Les branches professionnelles et les entreprises de l'ESS de 50 salariés et plus sont appelées à réaliser un tel état des lieux, à leur niveau, sur la base d'un diagnostic partagé.
Le diagnostic prend en considération la nature des transformations numériques à l'œuvre, leurs effets et conséquences. Il doit, pour ce faire, prendre en compte l'ensemble de l'organisation et des conditions de travail de la branche ou de l'entreprise de façon à déterminer les opportunités et risques relatifs à l'usage des outils numériques. Il peut notamment être utile d'anticiper d'éventuels aléas tels qu'une panne durable des réseaux numériques en prévoyant une alternative non-numérique susceptible de permettre la continuité de l'activité.
En vue de son élaboration, les parties recommandent de nouer un ou des partenariats avec des organismes et experts spécialisés, de réaliser des audits sur l'usage des technologies de l'information et de la communication et le cas échéant des études d'impact du numérique spécifiques aux métiers.

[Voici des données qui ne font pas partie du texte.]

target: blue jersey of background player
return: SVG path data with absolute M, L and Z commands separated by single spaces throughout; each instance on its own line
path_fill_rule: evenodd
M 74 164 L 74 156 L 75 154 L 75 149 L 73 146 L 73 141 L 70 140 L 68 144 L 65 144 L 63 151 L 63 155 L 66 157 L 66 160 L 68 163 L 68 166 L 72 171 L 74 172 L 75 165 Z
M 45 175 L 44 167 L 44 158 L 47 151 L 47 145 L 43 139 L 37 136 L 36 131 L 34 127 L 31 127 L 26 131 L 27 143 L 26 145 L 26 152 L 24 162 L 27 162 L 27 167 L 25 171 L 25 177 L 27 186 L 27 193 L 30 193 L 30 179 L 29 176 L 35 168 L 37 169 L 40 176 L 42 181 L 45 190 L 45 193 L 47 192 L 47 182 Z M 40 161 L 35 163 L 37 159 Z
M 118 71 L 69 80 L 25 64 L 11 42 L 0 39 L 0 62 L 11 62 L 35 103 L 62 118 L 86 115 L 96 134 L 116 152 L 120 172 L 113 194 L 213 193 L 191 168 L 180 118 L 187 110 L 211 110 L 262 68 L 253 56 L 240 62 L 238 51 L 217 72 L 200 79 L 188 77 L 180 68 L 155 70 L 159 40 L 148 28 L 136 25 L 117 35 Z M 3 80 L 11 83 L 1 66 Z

Les parties signataires invitent également les branches professionnelles à :
– inciter les entreprises à effectuer un diagnostic complet sur leur niveau de maturité numérique, à réaliser leur propre veille technologique et à réaliser des audits en recourant si nécessaire à un expert externe et/ou recommandé par la branche ;
– accompagner et outiller la démarche des entreprises et plus particulièrement celles de moins de 50 salariés dans la réalisation de leur propre diagnostic ;
– communiquer auprès des entreprises sur l'existence des outils d'autodiagnostic proposés au niveau multiprofessionnel, au niveau des OPCO et éventuellement au niveau de la branche.
Cet état des lieux partagé permet d'outiller les employeurs, les représentants du personnel et les organisations syndicales représentatives en vue de la négociation d'accords de branche et d'entreprise. Il sert également de support aux branches professionnelles et entreprises de l'ESS afin d'élaborer une stratégie et un plan d'action visant à accompagner la mise en œuvre des transformations numériques, appréhender leurs impacts positifs et négatifs sur les conditions de travail et l'emploi et remédier au mieux à ces derniers lorsqu'ils sont négatifs. De même, il permet aux branches d'outiller et accompagner au mieux les entreprises en particulier celles de moins de 50 salariés.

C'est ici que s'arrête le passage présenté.